Monday, February 27, 2006

Building a city of God?

'Pizza pope' builds a Catholic heaven

I have mixed feelings about this. It would be quite nice to live in a place permeated with a Catholic culture, however, I don't think building a city separated from the rest of the world is good way to spread that culture. We were told to be "in the world but not of the world" (John 17:13-19).

Now, it may be that a place like Ave Maria could form people who would go out and change society, but it just seems to me to be a place to get away from the rest of the world.

6 comments:

Unknown said...

Hey sweet, I just posted basically the same thing, before I knew you'd found the same link.

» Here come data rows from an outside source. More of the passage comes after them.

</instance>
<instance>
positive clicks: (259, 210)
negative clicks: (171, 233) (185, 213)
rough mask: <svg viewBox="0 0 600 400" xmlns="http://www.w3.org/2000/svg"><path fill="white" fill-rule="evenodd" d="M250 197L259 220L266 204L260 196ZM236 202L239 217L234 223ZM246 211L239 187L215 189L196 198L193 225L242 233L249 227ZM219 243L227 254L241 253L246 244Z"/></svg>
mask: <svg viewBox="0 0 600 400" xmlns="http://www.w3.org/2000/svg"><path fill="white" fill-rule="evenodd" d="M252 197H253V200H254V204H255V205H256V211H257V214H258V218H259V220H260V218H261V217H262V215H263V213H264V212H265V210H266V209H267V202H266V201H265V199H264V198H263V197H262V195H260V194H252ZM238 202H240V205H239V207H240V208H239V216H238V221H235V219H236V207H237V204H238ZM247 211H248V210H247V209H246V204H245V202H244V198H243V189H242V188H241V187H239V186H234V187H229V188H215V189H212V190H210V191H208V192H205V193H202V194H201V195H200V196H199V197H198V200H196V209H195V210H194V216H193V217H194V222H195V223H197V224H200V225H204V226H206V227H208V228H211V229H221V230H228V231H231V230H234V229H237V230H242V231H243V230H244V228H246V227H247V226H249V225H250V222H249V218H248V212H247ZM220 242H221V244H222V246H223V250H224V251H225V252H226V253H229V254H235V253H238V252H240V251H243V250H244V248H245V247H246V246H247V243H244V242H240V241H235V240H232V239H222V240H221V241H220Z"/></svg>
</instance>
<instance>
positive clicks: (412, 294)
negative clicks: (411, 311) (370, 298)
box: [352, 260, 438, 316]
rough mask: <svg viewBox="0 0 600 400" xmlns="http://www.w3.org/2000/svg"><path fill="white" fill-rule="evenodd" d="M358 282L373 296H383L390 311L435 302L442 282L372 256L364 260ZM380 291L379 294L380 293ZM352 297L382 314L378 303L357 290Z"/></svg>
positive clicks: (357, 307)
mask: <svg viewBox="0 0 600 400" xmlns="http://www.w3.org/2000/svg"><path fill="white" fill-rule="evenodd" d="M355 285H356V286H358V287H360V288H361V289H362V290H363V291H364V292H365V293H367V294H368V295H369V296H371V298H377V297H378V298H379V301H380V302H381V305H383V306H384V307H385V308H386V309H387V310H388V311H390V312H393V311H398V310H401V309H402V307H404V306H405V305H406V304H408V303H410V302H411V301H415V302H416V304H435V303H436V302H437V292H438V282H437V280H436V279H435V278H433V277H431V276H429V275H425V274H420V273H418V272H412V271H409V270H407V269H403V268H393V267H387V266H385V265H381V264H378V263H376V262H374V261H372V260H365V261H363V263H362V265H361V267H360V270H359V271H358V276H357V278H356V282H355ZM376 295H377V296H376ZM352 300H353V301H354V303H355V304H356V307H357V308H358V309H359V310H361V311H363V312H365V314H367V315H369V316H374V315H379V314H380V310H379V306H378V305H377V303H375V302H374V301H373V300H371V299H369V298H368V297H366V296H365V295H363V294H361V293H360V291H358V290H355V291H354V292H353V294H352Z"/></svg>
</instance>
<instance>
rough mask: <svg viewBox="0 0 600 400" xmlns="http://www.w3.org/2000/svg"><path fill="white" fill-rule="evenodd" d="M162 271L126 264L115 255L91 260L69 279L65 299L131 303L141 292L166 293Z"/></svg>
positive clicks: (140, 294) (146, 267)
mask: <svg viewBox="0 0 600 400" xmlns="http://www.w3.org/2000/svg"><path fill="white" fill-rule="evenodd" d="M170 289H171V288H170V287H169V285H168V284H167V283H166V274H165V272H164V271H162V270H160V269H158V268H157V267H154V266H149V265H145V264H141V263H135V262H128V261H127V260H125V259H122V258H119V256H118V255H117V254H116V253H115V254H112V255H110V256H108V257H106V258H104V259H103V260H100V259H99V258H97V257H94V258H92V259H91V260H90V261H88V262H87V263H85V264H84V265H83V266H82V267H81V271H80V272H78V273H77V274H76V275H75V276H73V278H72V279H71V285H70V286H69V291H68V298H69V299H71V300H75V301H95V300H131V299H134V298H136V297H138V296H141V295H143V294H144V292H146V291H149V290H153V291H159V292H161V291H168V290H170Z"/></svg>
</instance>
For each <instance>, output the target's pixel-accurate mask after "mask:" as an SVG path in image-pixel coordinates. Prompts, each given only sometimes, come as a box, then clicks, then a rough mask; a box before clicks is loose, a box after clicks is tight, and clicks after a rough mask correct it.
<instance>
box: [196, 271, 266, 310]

Great minds and all that, no doubt.

father michael said...

No doubt, indeed.

I just posted a comment on your post ... AND THEN DISCOVERED THAT YOU HAD COMMENTED ON MY POST!

Gregaria said...

I don't quite know what to say...

It seems that Monaghan's absolute rules in a town that will be open to the public is kind of interesting. It doesn't seem right. I also agree with what you say about the town becoming an escape rather than an evangelizing tool. I'm sure enforcing restrictions on various business people will not make them suddenly open to accepting Catholic doctrines and rules. Its a good idea, but I think he's going about it the wrong way. And I don't know which way would be the right way to go about it.

David L Alexander said...

man with black hat: Hail Mary Revisited

"[N]ot a 'town' in the traditional sense of being designed for pedestrian traffic, but rather a suburb designed for the automobile... a monument to consumption and excess for which the American suburb has become known in over half a century... which is more 'cultural Calvinist' than it is Catholic, regardless of how many streets are named for saints."

David L Alexander said...

Included in my above link is a presentation on "new urbanism." Well worth viewing, for those interested in how a "town" is supposed to look.

father michael said...

Thanks for all the comments.
Here's the link that David mentioned:
http://www.cnu.org/about/index.cfm?formAction=tour&CFID=12257480&CFTOKEN=62716797

I agree. The idea of a "walkable" city is brilliant ... it would take work but would be worth it. Also, I think we really need to work on revitalizing our existing towns and making them more livable before we make new ones.